Whereas I considered shopping a chore to be shared quickly and efficiently with the rest of my family, many others were holding onto it like some good thing, and I couldn’t understand it. To discuss shopping like that? Like a hobby?
No, not like a hobby - like an escape from the house. Like something that is appreciated by others, and is needed, something productive. There are other things like that which many housewifes are turning to also - things which are much less fortunate perhaps. We even have celebrities glamourising them on TV with adverts for the online bingo communities, enticing us to spend our spare cash on gambling games and chatrooms.
On Saturday, I made plans to close down this blog - just like that. Gone. I could write to myself via other means - even the morning pages if you will. The blog seemed less important in my life than some time ago. There is a sense of leaving it, and moving on with different aspects of my life. It wasn’t just a threat, it was a certainty that this time around, I would just close it and be done with it. Maybe I would open up a free one, or move onto some websites I own, and re-develop them as a writer’s site, maybe not. But I needed to see an end to the public digital scrapbooking side of me, to make way. I needed the blog to close.
After the ephiphany of this last weekend, and witnessing the GMTV interview which put everything in place for myself, I’ve decided to carry on with the blog for a little while longer anyway. Because it’s part of my own mundane days, and therefore part of my sanity - for the moment.
So, maybe I’m not so depressed afterall, and I am certainly lucky in that I have long developed an outlet which is productive and interesting. I blog, I browse, I create, I write, and sometimes I even clean. I am. During those spare six hours per week day, I am. I am a worker, even if not paid. I am a creator, even if it might be a little mundane sometimes. But mundane is much more definable now as being a necessity in all of this.
Erk, Creativity shouldn’t be mundane, right? That kind of goes against the whole inspirational, artistic thing - to suggest that creating can be mundane. You can’t see someone like Picaso or Einstein ever being mundane can you - you can’t see Einstein’s hectic hairstyle ever being flattened out?
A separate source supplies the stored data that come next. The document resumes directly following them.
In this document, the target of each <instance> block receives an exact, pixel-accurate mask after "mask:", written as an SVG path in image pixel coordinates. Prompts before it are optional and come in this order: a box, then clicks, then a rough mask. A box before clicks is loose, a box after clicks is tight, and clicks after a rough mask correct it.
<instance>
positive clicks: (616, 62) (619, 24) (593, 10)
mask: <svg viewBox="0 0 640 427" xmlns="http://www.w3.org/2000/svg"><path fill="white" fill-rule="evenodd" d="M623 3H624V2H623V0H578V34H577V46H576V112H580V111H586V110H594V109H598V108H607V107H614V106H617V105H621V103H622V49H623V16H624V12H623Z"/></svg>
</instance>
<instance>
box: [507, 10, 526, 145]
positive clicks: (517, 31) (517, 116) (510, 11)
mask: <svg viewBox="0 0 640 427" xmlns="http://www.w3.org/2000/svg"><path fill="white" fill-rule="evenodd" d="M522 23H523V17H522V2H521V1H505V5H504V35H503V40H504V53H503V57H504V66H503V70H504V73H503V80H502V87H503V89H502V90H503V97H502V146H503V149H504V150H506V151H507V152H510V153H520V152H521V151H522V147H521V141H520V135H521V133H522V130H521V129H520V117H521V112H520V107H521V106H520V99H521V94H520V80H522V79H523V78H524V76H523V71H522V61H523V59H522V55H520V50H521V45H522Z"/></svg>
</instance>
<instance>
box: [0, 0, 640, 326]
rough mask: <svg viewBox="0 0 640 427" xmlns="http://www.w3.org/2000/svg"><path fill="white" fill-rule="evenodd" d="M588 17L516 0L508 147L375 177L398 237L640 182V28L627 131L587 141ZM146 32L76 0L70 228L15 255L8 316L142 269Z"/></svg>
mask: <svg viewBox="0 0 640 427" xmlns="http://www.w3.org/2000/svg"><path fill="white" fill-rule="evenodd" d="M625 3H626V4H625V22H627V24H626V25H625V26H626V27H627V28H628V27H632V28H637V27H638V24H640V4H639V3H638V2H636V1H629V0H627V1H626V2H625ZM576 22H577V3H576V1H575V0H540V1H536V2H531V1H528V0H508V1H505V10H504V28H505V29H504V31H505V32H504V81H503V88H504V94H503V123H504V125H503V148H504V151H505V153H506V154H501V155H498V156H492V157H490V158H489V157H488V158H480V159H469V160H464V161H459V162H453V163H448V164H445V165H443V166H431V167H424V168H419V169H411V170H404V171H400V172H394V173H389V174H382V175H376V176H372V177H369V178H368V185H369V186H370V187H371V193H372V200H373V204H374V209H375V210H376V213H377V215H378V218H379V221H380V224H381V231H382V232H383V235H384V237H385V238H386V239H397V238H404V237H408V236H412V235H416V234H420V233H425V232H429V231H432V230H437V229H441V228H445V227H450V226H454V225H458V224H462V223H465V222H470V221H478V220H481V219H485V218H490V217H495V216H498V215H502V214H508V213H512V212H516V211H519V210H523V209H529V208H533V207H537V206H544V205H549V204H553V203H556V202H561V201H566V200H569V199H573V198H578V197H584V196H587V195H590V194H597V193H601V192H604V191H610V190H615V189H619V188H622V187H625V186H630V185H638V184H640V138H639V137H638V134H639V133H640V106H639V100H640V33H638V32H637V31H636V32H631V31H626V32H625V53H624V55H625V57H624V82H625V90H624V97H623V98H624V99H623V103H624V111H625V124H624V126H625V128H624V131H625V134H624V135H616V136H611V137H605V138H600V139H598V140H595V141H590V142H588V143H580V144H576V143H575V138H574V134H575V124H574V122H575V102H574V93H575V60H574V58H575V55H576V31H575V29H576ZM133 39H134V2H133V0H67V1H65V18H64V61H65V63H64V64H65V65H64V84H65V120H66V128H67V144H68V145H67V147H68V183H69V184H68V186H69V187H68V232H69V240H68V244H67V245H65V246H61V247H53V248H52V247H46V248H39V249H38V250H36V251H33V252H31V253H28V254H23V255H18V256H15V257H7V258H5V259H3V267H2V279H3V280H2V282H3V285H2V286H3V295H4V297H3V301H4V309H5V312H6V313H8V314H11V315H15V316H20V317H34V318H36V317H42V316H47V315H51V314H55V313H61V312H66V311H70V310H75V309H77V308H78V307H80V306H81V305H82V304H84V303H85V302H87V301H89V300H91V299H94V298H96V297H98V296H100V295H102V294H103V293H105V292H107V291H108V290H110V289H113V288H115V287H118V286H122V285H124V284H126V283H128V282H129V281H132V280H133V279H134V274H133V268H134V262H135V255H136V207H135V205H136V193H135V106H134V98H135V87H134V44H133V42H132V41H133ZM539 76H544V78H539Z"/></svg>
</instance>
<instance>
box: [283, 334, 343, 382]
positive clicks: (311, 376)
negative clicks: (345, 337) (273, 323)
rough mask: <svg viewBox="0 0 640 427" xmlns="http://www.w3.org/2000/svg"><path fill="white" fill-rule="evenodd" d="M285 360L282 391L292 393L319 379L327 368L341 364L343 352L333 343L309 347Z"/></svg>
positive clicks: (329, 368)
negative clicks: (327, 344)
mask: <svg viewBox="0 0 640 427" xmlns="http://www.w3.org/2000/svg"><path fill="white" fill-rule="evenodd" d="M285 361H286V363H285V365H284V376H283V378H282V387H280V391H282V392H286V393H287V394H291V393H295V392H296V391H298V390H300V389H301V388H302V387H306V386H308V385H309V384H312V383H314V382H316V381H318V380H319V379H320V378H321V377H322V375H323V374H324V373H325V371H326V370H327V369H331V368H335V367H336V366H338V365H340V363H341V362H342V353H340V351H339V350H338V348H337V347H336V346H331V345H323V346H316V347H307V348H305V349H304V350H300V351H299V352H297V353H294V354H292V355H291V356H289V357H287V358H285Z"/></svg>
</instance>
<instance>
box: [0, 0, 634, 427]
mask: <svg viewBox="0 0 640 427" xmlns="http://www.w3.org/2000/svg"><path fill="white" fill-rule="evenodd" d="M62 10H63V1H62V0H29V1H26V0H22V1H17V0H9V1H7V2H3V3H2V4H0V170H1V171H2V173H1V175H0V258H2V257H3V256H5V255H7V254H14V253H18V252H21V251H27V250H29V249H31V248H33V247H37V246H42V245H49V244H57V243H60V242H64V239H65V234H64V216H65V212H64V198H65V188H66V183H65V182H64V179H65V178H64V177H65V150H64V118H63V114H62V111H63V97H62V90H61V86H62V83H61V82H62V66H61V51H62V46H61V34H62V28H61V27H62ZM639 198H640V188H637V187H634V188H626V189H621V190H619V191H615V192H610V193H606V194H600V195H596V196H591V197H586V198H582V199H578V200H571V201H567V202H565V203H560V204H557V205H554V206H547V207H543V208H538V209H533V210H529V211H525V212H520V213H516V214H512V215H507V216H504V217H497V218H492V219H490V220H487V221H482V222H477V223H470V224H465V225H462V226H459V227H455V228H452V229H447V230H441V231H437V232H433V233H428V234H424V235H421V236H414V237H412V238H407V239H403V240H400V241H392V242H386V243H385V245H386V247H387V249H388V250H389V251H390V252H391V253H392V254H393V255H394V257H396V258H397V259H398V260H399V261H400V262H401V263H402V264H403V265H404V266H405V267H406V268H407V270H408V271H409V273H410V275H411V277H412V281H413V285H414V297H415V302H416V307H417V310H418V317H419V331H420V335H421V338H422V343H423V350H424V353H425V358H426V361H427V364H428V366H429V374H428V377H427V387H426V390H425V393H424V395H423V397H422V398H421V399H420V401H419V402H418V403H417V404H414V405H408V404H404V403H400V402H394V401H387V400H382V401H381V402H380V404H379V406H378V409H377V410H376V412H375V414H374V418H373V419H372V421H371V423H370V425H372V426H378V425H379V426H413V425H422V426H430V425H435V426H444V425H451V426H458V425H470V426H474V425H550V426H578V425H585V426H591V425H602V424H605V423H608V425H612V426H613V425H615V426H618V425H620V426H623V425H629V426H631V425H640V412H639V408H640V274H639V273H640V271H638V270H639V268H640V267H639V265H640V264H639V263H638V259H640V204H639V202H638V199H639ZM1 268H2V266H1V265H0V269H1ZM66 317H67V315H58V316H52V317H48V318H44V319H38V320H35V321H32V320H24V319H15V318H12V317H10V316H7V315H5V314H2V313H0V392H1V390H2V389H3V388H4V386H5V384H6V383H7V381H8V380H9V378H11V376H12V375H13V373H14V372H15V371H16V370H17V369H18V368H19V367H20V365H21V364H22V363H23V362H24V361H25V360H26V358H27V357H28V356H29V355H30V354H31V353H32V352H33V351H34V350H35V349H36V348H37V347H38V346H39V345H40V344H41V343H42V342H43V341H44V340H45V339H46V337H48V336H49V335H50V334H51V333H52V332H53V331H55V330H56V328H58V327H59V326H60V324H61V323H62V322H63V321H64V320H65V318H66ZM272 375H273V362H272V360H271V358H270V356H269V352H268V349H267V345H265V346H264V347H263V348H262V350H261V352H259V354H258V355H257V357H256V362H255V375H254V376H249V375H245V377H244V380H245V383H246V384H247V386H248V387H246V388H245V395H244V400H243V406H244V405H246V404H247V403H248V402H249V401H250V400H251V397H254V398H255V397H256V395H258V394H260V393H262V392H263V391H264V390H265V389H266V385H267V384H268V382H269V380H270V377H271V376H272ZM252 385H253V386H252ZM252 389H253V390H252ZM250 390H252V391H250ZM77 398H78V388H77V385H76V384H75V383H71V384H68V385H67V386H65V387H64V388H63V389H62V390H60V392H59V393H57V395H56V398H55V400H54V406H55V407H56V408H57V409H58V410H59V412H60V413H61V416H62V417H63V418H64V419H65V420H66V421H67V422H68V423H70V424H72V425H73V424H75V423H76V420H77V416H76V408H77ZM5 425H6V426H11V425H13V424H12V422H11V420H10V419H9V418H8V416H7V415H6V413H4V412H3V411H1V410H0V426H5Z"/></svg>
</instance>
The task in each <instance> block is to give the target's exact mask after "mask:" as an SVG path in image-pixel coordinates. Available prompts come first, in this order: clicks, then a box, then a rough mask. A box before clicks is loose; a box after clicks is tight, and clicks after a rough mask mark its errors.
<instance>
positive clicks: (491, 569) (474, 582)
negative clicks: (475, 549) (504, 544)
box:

I can’t be right in that feeling that a lot of my hours are mundane, surely?
But even Picaso and Einstein spent many many thousands of hours being mundane in their creativity, being who they were, and doing things to occupy their hours - before and after those recognised inspirational flashes that the world was gifted with. My world is much smaller than that, but I feel it right now to suggest that many hours of it can feel quite mundane, even ineffective, certainly inconsequential to most.
Perhaps I can bear with the Kids Club for a few more weeks to enjoy at least, the different world I trample into on those days. Perhaps also I can create something in my mundane hours which will be all worth it. But you know what - this whole 6 hours per day of mundane facing myself is truley a gift from somewhere. I have never felt quite so changeable and never discovered quite so much about myself as I am currently journeying through. And yes, that was a blatantly rubbish sentence which probably needs a rewrite - but I’ve got better things to do, like go sit in the sun before it goes away.